La quota di terreno che si è staccata dando luogo alla frana, spiega l’esperto, “è solo una parte del versante, ma ci sono altre parti nelle stesse condizioni e ci può dunque essere il rischio di altri eventi simili, soprattutto se si verificheranno nuove piogge intense. Va però anche considerato che ci sono state già precipitazioni molto abbondanti nelle scorse ore che hanno saturato i terreni dell’area e ciò aumenta ulteriormente il pericolo“. Questi sono fenomeni, precisa, che ricorrono in aree di forte instabilità e l’area di Casamicciola è già nota per frane in passato.  

A favorire questo tipo di fenomeno è innanzitutto la natura del terreno: “si tratta di terreni piroclastici, ovvero derivati dal materiale eruttato dai vulcani, e sono di tipo poroso e fine. Pertanto, si saturano facilmente di acqua e questo facilita la mobilizzazione di queste masse terrose, che non sono molto spesse ma che spesso riguardano aree molto estese. Dunque, nel momento in cui inizia a mobilizzarsi questo strato superficiale di terreno, anche se non è di grosso spessore, estendendosi su un’ampia area crea comunque un grosso volume composto da acqua e fango che scende ad alta velocità lungo i valloni“. Man mano, poi, che la conformazione del vallone si restringe, evidenzia di Mauro, “le colate di acqua e fango aumentano di velocità e raccolgono altro materiale portandolo a valle. Il fenomeno delle frane parte dalle fiancate di questi valloni ed è tipico di questi territori vulcanici fini”.  

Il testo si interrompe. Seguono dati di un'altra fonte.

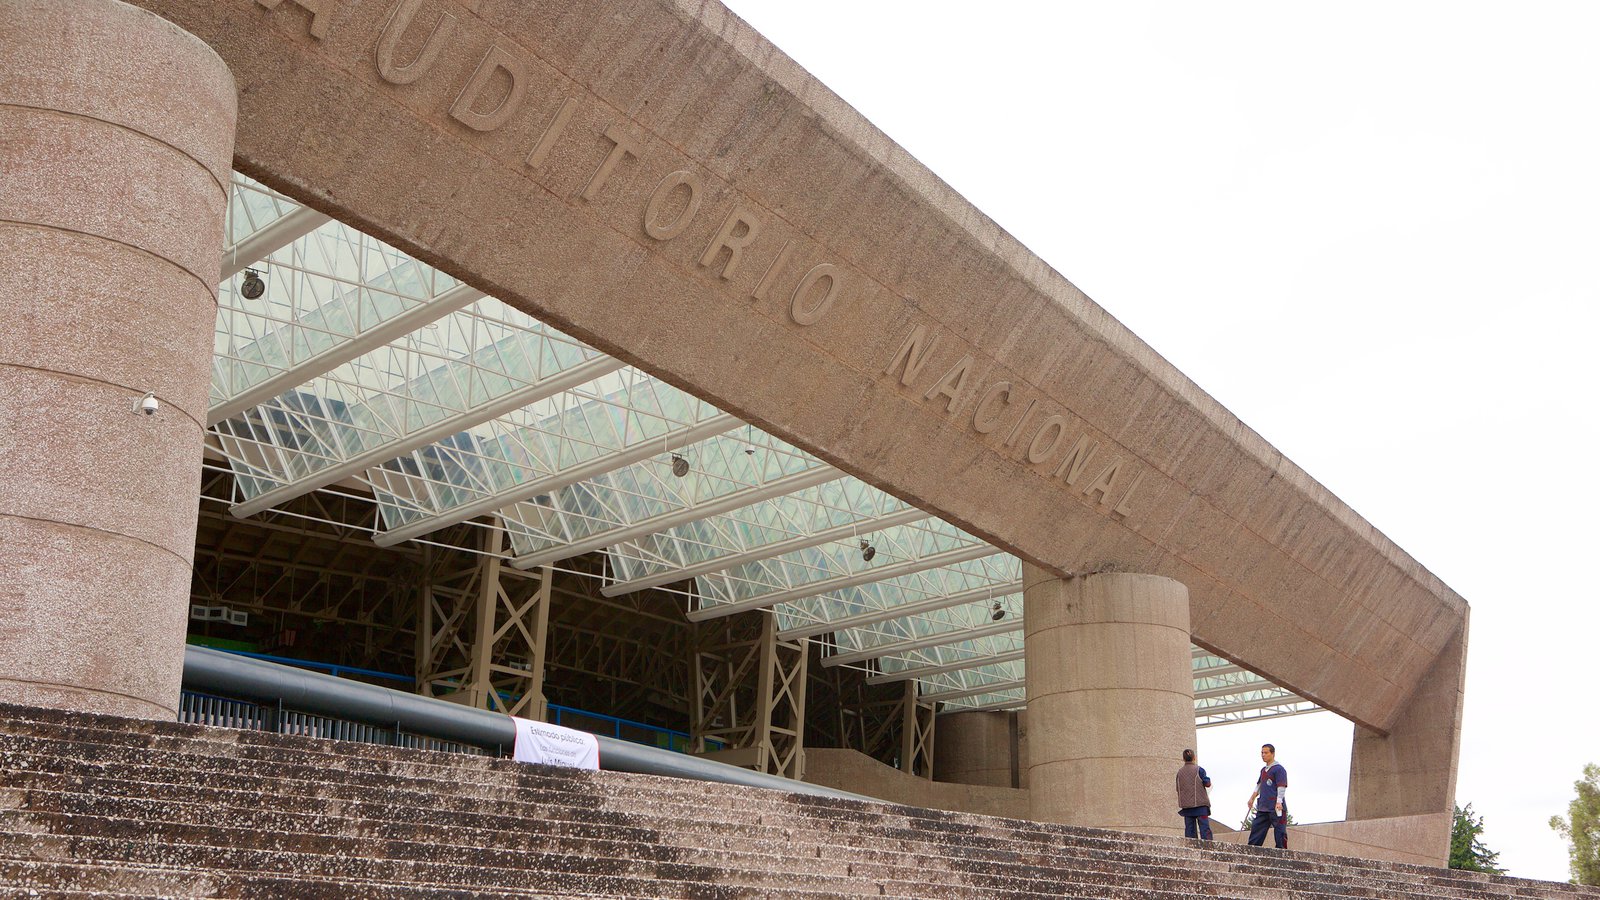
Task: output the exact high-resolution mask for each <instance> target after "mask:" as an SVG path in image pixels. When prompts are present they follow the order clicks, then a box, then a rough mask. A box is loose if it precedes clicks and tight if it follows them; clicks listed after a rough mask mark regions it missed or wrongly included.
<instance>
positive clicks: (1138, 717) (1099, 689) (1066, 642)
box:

Pesa però anche la mancata manutenzione del territorio. Ciò su cui si deve agire, avverte infatti l’esperto dell’INGV, “è proprio la prevenzione, che si fa capendo innanzitutto quali sono le aree più a rischio, perimetrandole e non utilizzandole. Purtroppo, invece, molte di queste aree sono valli che sono diventate strade; le valli per loro natura producono questo tipo di fenomeni franosi, però quando diventano strade, il materiale delle colate di fango può scorrere molto più velocemente e con enormi danni“. Resta il fatto che si tratta di “fenomeni naturali che potranno verificarsi anche nel futuro, però possiamo intervenire riducendo la fragilità del territorio“. E’ anche possibile intervenire, prosegue, “pur considerando la difficoltà di questi territori, con strutture e presidi come vasche di laminazione, che possono ridurre l’effetto di tali fenomeni e la velocità delle colate di fango, diminuendo al contempo la quantità di materiale che viene trascinato”. Insomma, “l’uomo può e deve agire per mettere in sicurezza le zone abitate e soprattutto puntando sulla prevenzione. Ciò – conclude – da un lato intervenendo con strutture ad hoc e dall’altro imponendo la non urbanizzazione delle aree più a rischio”.